Ces révélations posent problème à plusieurs niveaux, comme l'explique l'avocat Constantin Pavléas, dirigeant-fondateur du cabinet Pavléas Avocats et expert des nouvelles technologies :
"Cette non-conformité n'est pas seulement une question technique. Elle pose la question de la confiance dans l'application et soulève une problématique de démocratie. Tracer les utilisateurs dès le premier contact ne repose sur aucune justification épidémiologique et rend ce traçage bien plus massif que prévu. Pire, avec cette faille, tout l'édifice juridique de l'application, tel que validé par la CNIL et voté par le Parlement, s'effondre. Le consentement des utilisateurs est donné sur une information inexacte, et ne serait donc pas valable", explique-t-il.
Le plus troublant est que la CNIL a prononcé un avis sur une version non finalisée de l'application. "La CNIL a validé un dispositif où ne remontent au serveur central que les identifiants des personnes exposées, sur déclaration de la personne malade ; ces identifiants correspondent à un contact susceptible d'être 'à risque'. Les contacts à risque correspondent à une exposition de 15 minutes à moins d'un mètre", a confirmé l'institution au site Numerama. Mais, comme la Commission le notait aussi à l'article 37 de son avis du 25 mai, "l'algorithme permettant de déterminer la distance entre les utilisateurs de l'application reste à ce stade en développement et pourra subir des évolutions futures".
Effectivement, les révélations de Gaëtan Leurent montrent que l'algorithme a changé entre le moment où la CNIL a audité l'application, et son lancement. Mais le gouvernement a utilisé l'avis de la CNIL pour rassurer les députés afin de valider le projet, et s'en sert depuis comme outil de communication pour inciter les Français à télécharger l'application, alors même que cet avis est devenu obsolète.
"Soupçon de favoritisme"
Enfin, l'association Anticor, spécialisée dans la lutte contre la corruption, a alerté le 11 juin le Parquet national financier (PNF) sur des "soupçons de favoritisme" dans l'attribution du contrat de maintenance de l'application StopCovid.
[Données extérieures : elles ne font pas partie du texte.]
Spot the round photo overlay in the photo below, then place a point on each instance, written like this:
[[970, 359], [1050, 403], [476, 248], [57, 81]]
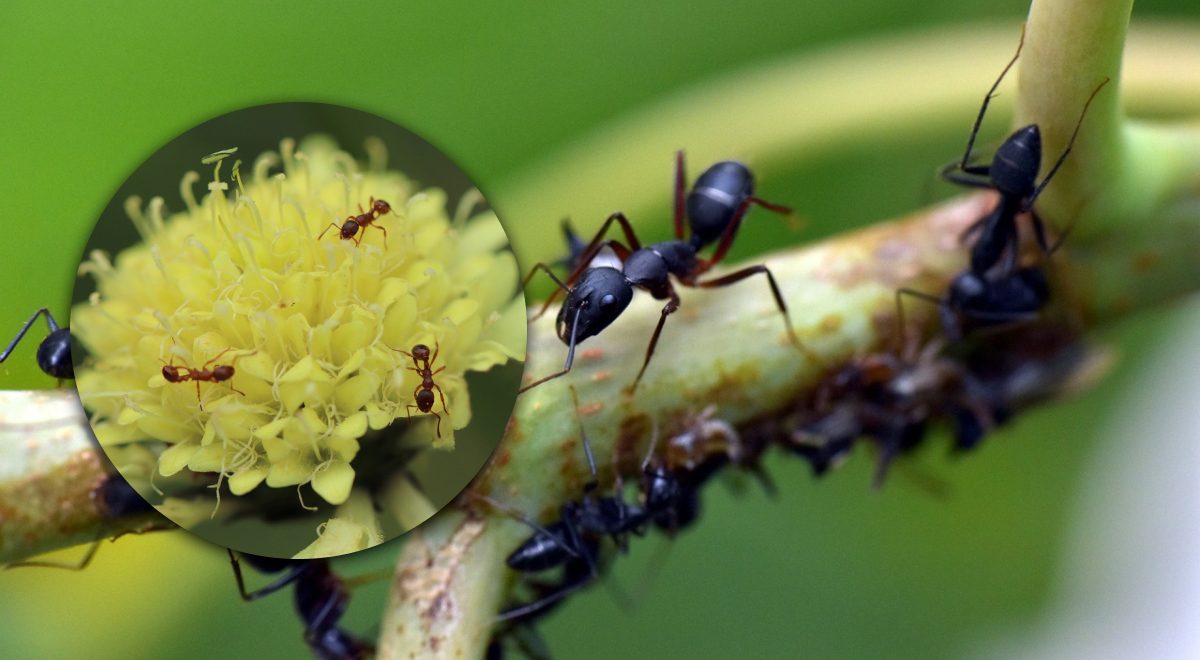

Dans un document de signalement révélé par L'Obs, l'association observe que le choix de recourir à la société Outscale, filiale de Dassaut Systèmes -qui a contribué au développement de StopCovid-, "n'a fait l'objet d'aucune procédure de passation de marché public", pourtant obligatoire à partir de 139.000 euros hors taxes pour les marchés de fourniture et de services, selon les règles de la commande publique. Or, L'Obs révélait début juin que, si l'application a été développée gratuitement, sa maintenance et son hébergement sont facturés "entre 200.000 et 300.000 euros par mois".
S'agit-il donc, comme le suspecte Anticor, d'un renvoi d'ascenseur destiné à une entreprise qui a contribué de manière gratuite au développement de l'application ? Cédric O, le secrétaire d'État au Numérique, a balayé d'un revers de main ces accusations. Nul doute que cette question brûlante, ainsi que le scandale sur les données collectées par l'application, seront au menu de la communication du gouvernement ce mardi.